J'aime inviter dans ma cuisine des livres de recettes qui retracent l'histoire d'une famille. Je me projette facilement dans leurs lignées, sensible à la transmission, à l'héritage des valeurs ancestrales, aux traditions, à l'unité. Je découvre aussi d'autres lieux, d'autres temps, d'autres racines que les miennes.
Ce livre écrit par un frère et une soeur, raconte « un don, une identité culturelle, un trait d'union… et le bien-vivre, le savoir recevoir, le respects des produits, le plaisir de partager… ».
Leur nom Zarzavatdjian évoque un métier qui travaille la terre. Des produits récoltés à la cuisine, il n'y a au final qu'un tout petit pas à franchir. A une époque, « Arméniens, Grecs, Kurdes, Turcs, chrétiens, musulmans et athées » se croisaient sur les marchés dans une ambiance vive, chaleureuse, et dans une atmosphère aux senteurs exacerbées par les épices. « On achète, on troque, on crie, on danse, on mange, on boit sans compter… » ; ce sont les sucs d'une vie qui pétille, généreux, riches, exubérants, d'une mixité venue des pays voisins et de la méditerranée.
Des racines, 1915, le génocide, un peuple en souffrance, des exodes aux quatre coins du monde, une diaspora… s'intégrer et transmettre ; « Être français, mais rester Arméniens »…
Corinne et Richard sont les petits-enfants d'un grand-père venu s'installer en France. Par le biais de la cuisine, ils retrouvent leur terre, les essences de leur civilisation, et c'est avec un classeur de recettes, qui appartient à leur mère et qui fut découvert dans une valise dite « à souvenirs », que l'idée de rassembler ces recettes dans un livre s'est développée. Comme le dit André Manoukian dans la préface, cette cuisine est riche en tout et surtout en amour. Elle est un lien à la mère, elle est « mayring ».

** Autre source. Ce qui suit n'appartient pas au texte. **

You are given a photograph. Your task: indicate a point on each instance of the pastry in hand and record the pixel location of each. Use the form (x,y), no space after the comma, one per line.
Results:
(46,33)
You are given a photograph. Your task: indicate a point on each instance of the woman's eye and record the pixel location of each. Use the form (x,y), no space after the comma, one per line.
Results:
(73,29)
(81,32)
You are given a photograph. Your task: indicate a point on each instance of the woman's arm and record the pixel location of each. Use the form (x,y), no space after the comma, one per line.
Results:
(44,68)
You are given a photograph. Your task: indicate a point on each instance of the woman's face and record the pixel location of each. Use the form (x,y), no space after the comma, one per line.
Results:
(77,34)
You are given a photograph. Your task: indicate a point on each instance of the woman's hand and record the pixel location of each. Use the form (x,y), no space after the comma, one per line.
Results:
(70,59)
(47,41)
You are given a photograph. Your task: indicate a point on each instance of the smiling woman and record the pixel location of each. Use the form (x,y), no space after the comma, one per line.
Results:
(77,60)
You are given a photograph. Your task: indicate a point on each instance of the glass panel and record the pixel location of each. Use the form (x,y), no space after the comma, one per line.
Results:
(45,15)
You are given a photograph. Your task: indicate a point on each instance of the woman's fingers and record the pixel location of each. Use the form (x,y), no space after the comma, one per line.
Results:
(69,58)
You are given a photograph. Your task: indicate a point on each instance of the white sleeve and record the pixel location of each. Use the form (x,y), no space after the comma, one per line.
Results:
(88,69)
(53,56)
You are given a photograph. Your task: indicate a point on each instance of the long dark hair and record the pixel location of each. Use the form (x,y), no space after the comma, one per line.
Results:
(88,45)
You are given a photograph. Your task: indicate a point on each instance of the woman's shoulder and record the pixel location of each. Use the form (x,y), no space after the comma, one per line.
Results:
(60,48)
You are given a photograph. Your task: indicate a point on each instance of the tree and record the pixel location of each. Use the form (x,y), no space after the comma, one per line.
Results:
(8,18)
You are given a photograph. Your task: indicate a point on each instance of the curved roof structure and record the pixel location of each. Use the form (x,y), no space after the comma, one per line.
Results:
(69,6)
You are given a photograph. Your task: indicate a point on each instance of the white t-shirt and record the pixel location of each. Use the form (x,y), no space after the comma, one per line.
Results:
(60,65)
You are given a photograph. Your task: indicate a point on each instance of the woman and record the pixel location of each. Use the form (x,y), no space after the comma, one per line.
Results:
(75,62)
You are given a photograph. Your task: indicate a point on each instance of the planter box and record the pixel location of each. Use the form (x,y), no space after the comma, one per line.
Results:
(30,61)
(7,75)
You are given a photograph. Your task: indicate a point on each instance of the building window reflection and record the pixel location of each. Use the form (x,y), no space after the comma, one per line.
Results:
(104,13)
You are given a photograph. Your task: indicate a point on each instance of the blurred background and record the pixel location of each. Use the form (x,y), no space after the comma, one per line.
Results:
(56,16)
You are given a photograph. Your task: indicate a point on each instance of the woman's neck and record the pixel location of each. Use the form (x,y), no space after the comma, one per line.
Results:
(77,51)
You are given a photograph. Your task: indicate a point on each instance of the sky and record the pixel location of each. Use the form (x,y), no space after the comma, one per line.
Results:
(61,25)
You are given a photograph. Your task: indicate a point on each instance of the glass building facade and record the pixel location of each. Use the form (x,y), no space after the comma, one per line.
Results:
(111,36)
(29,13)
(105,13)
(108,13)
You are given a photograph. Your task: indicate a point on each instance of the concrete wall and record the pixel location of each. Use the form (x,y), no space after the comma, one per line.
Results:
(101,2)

Hammous, beuregs, tchi keufté, moussaka, haygagan printz pilaw, kavourma, tcheureg, kadaïf, paklavas… pour les non initiés, la musicalité de ces noms ont des résonances lointaines, suaves et pleines des mystères de l'orient. Dans la famille, ils ont tous un plat préféré qu'ils aiment retrouver à la table, familiale et festive. Les grandes tablées regorgent de mets traditionnels. Corinne aime les keuftés, des boulettes de viande, et Richard, un grand gourmand, aime tout !

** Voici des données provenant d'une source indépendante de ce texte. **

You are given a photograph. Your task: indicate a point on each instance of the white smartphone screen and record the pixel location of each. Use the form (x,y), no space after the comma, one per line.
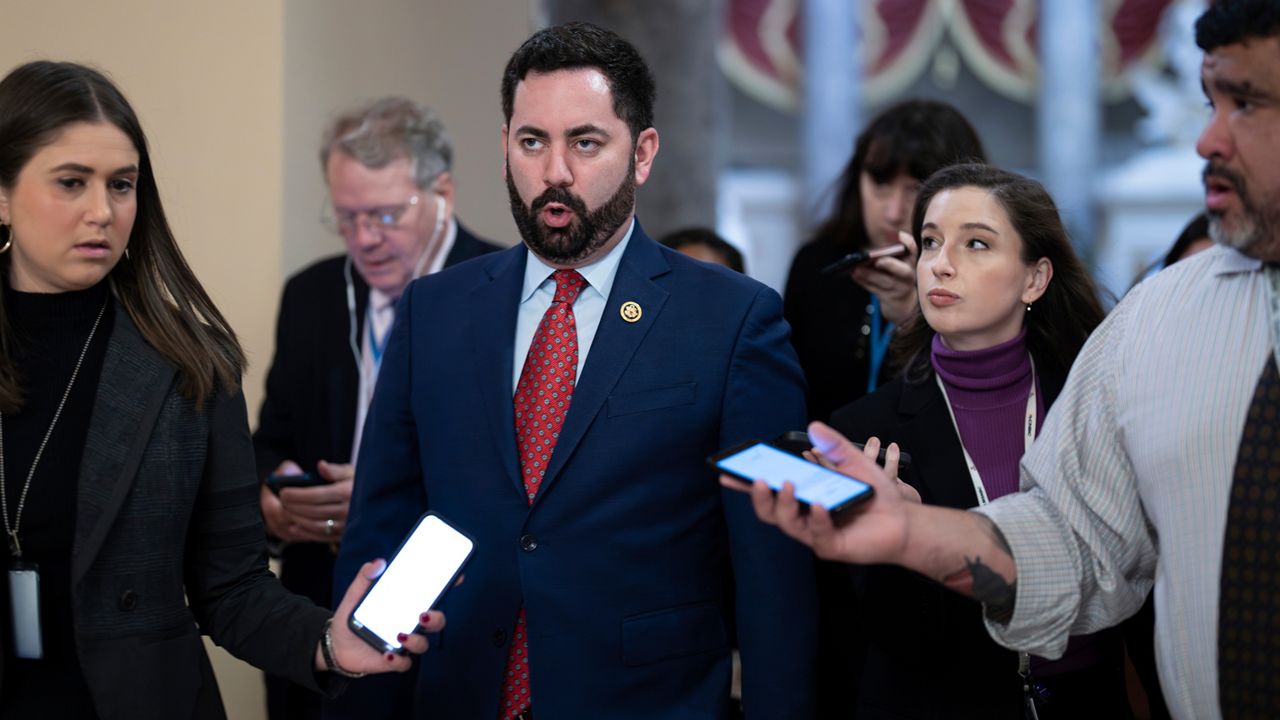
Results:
(415,579)
(814,483)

Vieilles photos, anecdotes, des consignes de la mère, des conseils du grand-père, des menus de fêtes, des menus dans le respect des saisons, on trinque, on mange, on joue de la musique, on rit, on s'aime, on se rappelle, et on partage. Lorsqu'ils reçoivent, l'hospitalité et la générosité ne sont pas de vains mots. La table se doit d'être belle, abondante, variée, bigarrée et parfumée. Les épices embaument les entrées (boulgour, potage, tarama, feuilles de vigne farcies…), les plats à base de viande (agneau, mouton, poulet), de poisson (moules) et les desserts (brioche, sablés, dattes, confiture de rose….). Le café, sourdj, est doux, sucré, épais, il doit délivrer des formes dans le fond de la tasse, des formes qui deviennent des histoires.
Authenticité, rusticité, cette cuisine séculaire est une des bases du patrimoine arménien.

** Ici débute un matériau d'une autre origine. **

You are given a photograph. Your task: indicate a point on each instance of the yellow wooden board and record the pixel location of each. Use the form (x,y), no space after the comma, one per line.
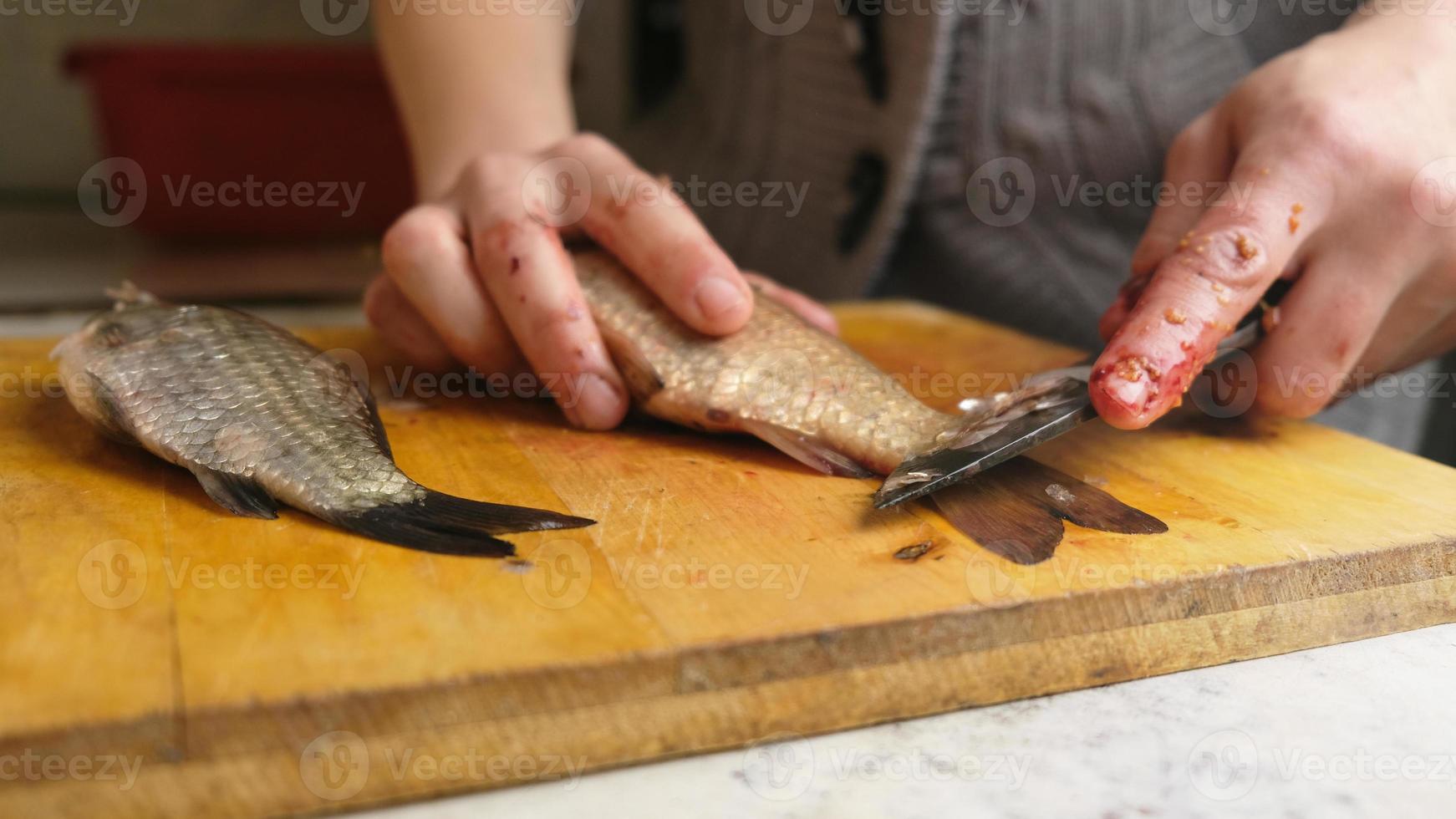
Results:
(160,656)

Près d'une centaine de recettes nous sont offertes, toutes illustrées avec de belles photos et expliquées avec des mots simples ; pédagogiques, initiatiques. On retrouve dans le design du livre et les compositions photographiques, les notes rustiques, abondantes et anciennes que les mots ont précédées. La couverture a les veinures du bois et leurs reliefs, les pages sont bistrées, les plats sont mis en valeur avec des gros plans, il y a de la lumière, de la couleur, c'est gourmand et très tentant, ça titille l'esprit. Cuisiner et voyager.
Les auteurs nous souhaitent pari ahrordjag… bon appétit !… et de profiter pleinement de « la joie de l'instant présent »…
Ce livre précieux, riche de son patrimoine, riche en émotion, riche en lignage et en fratrie, est à conserver, à recommander et à offrir.